Monday, March 06, 2006

"Will I loose my dignity? Will someone care?"

So, last night at Pub Fiction, I almost got in my very first bar fight. There are these two older-ish guys sitting next to us. The Oscars are roling on a couple giant screens in front of us. Lord, Jake Gyllenhaal is dreamy. The Brokeback Mountain conversation is inevitable. I say something about how I loved the film. I was trying to explain the archetypal gist of the plot...which no one was really listening to. Apparently, you aren't allowed to talk about books or anything that matters at all in bars. In fact, you probably should steer away from talking about things like that period. If your conversation is solely based on what position the Rockets are in for the playoffs or who's playing at the Rodeo this week, you're fine.
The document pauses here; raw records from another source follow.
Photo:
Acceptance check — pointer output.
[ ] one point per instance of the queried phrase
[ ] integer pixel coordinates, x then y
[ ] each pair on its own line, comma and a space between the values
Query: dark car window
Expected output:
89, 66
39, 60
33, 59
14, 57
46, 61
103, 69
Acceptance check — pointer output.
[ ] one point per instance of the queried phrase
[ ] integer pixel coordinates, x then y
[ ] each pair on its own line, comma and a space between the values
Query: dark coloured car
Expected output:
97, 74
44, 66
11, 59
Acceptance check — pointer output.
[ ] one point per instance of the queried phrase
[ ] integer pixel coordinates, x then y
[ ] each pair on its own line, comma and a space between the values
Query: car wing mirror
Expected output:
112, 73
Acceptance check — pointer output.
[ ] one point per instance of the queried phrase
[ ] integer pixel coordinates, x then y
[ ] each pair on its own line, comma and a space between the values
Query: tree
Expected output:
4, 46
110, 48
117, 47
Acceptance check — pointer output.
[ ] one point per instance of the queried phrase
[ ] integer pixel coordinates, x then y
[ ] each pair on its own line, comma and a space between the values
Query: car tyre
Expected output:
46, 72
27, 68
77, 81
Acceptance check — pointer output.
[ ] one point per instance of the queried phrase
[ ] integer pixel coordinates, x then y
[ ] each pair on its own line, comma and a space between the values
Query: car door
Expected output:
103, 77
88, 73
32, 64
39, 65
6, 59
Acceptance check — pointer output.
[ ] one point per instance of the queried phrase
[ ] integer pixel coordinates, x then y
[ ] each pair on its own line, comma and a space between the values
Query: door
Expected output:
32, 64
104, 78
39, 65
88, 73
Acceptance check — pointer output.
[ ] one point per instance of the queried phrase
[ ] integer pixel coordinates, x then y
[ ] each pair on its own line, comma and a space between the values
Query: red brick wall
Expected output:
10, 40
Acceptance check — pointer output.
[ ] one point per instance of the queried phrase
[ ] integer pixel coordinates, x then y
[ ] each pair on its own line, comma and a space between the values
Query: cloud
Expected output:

Try to explain the Emerging Conversation to someone in a bar & you get ostersized. Fuck life. Will someone ever fucking care? Well, the answer is no. The problem is me. I'm weird...I care...and I can't help it. Anyways, this dude told me that all gay people are pedophiles. Well, gay men are pedophiles...gay women aren't. So, I got pissed. I suppose I'm a little emotional when it comes to utter ignorance. I told him I was going to punch his teeth out of his head if he didn't get the fuck out of MY G-- D--- bar. He he...Oops. Probably a little over the top. Then I told him I didn't like him. Then he had to talk bad about the Penguin movie. He HAD to talk bad about the Penguin movie. I told him that was it. I couldn't stand him...and he continued to ask me out...over & over like I was teasing about not liking him. He told me about some famous couple that were complete opposites & they had a great relationship. I turned to him and said, "what part of I don't like you did you not hear?" He said, "Ok...I'm sorry" and left. Moral of the story...you can have your our opinions as long as they aren't ignorant. Bye.